俺は華燐と別れた後、部屋に戻った。
扉を開け、中に入り鍵を掛ける。
靴を脱ごうと足元を見ると、霧島の靴の隣に、見覚えのある靴が一足増えていた。
どうやら、みさきが来ているらしい。
奥から、何やら二人の声が聞こえる。
明日の予定を伝えるのに丁度いい。
みさきの部屋まで行く手間も省けたな。
奥へ向かうと、どこから持ってきたのか、トランプを机の上に広げる二人の姿があった。
二人の様子は対照的で、霧島は面白くなさそうに後ろへ両手をつき、みさきは真剣な顔で手札を睨んでいた。
「お前たちは何をしているんだ」
俺が戻ってきたことに気が付いたのだろう。
霧島がこちらを見てくる。
その目は、心なしか疲れと期待を滲ませているように見える。
何かあったのだろうか。
「祝、こいつどうにかしてくれ」
「藪から棒にどうした」
「お前が出ていった後すぐに、こいつがトランプを持ってきて付き合わされているんだが……死ぬほど弱いくせに勝つまでやるって言って聞かなくてな」
「……悪いことをしたな」
霧島とのやり取りで、俺がいることにようやく気が付いたのだろう。
みさきは俺の方を振り向くと、
「あ、お帰りっす。祝先輩聞いてくださいっす。

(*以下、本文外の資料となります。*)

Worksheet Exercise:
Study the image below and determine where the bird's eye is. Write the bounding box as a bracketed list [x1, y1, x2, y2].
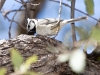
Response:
[28, 25, 30, 28]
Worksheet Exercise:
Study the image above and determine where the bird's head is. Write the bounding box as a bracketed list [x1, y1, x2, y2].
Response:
[27, 18, 37, 34]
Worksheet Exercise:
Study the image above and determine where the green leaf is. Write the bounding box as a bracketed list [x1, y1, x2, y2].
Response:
[11, 48, 23, 71]
[91, 27, 100, 41]
[84, 0, 94, 15]
[0, 68, 7, 75]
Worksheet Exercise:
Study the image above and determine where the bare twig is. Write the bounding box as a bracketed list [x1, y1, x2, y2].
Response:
[8, 7, 22, 39]
[71, 0, 76, 48]
[0, 0, 6, 10]
[2, 9, 24, 17]
[49, 0, 99, 21]
[67, 16, 88, 23]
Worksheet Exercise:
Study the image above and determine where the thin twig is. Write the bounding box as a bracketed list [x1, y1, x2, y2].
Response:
[49, 0, 99, 21]
[8, 7, 22, 39]
[71, 0, 76, 48]
[51, 0, 62, 29]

霧島さんがずーっとトランプでズルしてくるんすよ!」
待ちわびたとばかりに、一気にまくし立てる。
それだけじゃ足りないのか、立ち上がって俺の方に向かってくる。
「お前は一旦落ち着け」
手刀でみさきの額を軽く叩く。
「イテッ」
「明日は九時に受付で華燐と落ち合う。さっさと片付けて自分の部屋に戻れ」
みさきが何か文句を言いだす前に、要件を伝える。
「……分かったっす」
文句を言う気分じゃなくなったのだろう。
額を抑えながら、そう返事をすると、そそくさと机の上のトランプを片付け始める。
あくびをしているのを見るに、それなりに眠かったようだ。
「助かったよ」
霧島が礼を言う。
「気にしないでいい。それよりも、話した通り、明日は九時に受付だ。早く寝た方がいい」
「そうだな、さっさと清乃江を帰して寝よう」
霧島がみさきの片付けを手伝い始める。
数分後、みさきはトランプと散らかしたものを片付け終え、
「おやすみなさい。また明日っす」
そう言って、自分の部屋に帰っていった。
みさきを見送った俺たちは就寝の準備をしようと、扉に背を向ける。
すると、バンッと、扉が開いた。
何事かと扉の方に振り返ると、
「あ、霧島さん片付け手伝ってくれてありがとうっす。お礼いうの忘れてたっす」
みさきは霧島にそう伝えると、またしてもバンッと扉を閉め、今度こそ帰っていった。
嵐が過ぎ去った後とは、今のような状況を指すのだろう。
奇妙な静けさが残されていた。
「なあ祝、あいつは本当になんなんだ」
霧島が口を開く。
「さあな」
「……」
「とりあえず寝てしまおう」
俺がそう言うと、霧島も無言で頷いた。